Edward Smith’s The Vegetable Gardener’s Bible is a must have for those wanting to learn everything there is know about gardening and self-sufficient gardening practices.
This easy to read book gives first hand knowledge on how to grow a successful garden. Many who have read his best selling book are already adopting his gardening methods.
Methods such as the W-O-R-D system:
Wide Rows
Organic Methods
Raised Beds
Deep Soil
His chapter on nurturing soil has been a great source of knowledge for me, and my garden has prospered as a result. Edward C. Smith has created a book that takes all the secrets out of gardening. For many of the gardening novices, this book has tips and suggestions that will get vegetables to grow anywhere in North America. Here is a checklist from Smith’s book for a healthy garden:
- Put your garden where there’s enough sunlight, especially in the morning, and adequate air circulation, to dry the dew quickly. Diseases do better in a damp environment.
- Build and maintain a living soil, full of the microbes that help plants to grow and protect them against diseases.
- Rotate crops so that disease-causing organisms that live in the soil won’t find their host crop when spring arrives.
- Plan varieties that resist whatever diseases are likely occur in your gardening neighborhood.

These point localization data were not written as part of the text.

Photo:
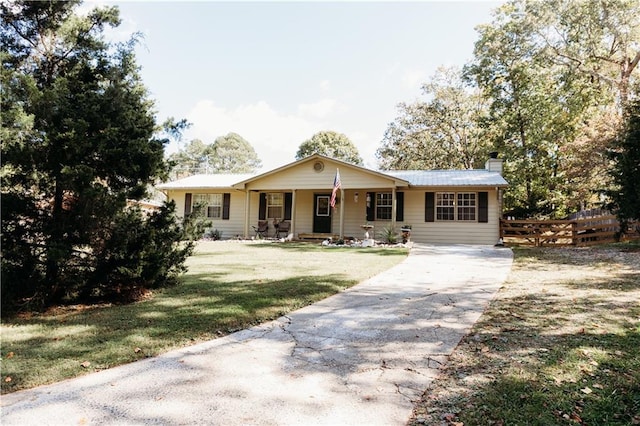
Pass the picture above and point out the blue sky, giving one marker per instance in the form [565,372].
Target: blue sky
[278,72]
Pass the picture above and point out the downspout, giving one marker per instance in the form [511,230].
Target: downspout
[293,212]
[341,213]
[247,208]
[394,207]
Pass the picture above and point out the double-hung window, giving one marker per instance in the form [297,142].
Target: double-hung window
[384,203]
[445,205]
[275,205]
[466,206]
[209,204]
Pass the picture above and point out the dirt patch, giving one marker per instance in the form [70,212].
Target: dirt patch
[560,344]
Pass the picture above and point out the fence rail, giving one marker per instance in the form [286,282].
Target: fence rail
[577,232]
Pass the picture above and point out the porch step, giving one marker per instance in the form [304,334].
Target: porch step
[318,236]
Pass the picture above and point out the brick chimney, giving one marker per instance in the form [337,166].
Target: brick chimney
[493,164]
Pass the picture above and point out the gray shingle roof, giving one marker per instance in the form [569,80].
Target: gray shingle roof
[414,177]
[449,177]
[206,181]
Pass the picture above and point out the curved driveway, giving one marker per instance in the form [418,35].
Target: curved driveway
[360,357]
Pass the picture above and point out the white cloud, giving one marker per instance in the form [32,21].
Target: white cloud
[413,78]
[320,109]
[325,85]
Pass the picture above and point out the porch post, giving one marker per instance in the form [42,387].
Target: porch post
[394,207]
[293,212]
[341,213]
[247,215]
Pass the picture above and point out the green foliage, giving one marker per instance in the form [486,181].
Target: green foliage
[228,154]
[626,172]
[442,132]
[139,253]
[389,235]
[78,142]
[553,78]
[233,154]
[331,144]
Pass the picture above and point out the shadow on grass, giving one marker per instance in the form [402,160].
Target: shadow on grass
[315,247]
[589,379]
[202,308]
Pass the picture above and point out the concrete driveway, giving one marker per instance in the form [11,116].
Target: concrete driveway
[360,357]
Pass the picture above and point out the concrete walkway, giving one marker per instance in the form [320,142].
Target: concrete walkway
[360,357]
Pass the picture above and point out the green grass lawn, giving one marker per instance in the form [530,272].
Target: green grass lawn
[229,286]
[559,345]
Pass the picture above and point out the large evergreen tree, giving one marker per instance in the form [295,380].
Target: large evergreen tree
[78,145]
[626,172]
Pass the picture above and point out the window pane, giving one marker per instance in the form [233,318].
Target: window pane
[445,204]
[275,205]
[208,204]
[467,206]
[384,201]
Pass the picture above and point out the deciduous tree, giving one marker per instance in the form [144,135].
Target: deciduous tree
[227,154]
[626,172]
[444,131]
[233,154]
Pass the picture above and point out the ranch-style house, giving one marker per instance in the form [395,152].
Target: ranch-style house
[441,206]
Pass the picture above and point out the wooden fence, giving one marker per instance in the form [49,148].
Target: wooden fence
[578,232]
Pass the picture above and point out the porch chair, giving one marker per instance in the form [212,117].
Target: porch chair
[262,228]
[284,227]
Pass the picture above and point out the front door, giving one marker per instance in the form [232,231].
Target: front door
[322,214]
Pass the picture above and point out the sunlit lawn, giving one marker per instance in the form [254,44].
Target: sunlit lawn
[229,286]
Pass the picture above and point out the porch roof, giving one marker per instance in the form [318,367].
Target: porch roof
[478,177]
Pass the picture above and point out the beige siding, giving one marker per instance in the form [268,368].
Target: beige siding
[439,232]
[450,232]
[230,228]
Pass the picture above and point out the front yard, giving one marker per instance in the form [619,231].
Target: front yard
[229,286]
[560,345]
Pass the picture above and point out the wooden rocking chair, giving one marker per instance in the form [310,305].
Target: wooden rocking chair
[284,227]
[261,229]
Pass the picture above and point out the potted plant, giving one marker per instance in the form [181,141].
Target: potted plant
[406,233]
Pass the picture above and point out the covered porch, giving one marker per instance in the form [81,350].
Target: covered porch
[300,194]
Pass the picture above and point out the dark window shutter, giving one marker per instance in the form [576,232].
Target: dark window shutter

- Intercrop whenever possible.
- To keep diseases from spreading, don’t work in the garden when plants are wet.
- Keep at least a 1/2 inch (1.25 cm) layer of compost on growing beds all the time. Compost not only ensures a steady flow of balanced nutrients to the plants but also has been shown to inhibit many plant diseases.
- Make sure plants have enough water. By the time it begins to look droopy, a plant is already stressed, and a stressed plant is an open invitation to pests and diseases.
- Use mulches and row covers to maintain soil and air temperatures within the plant’s preferred range.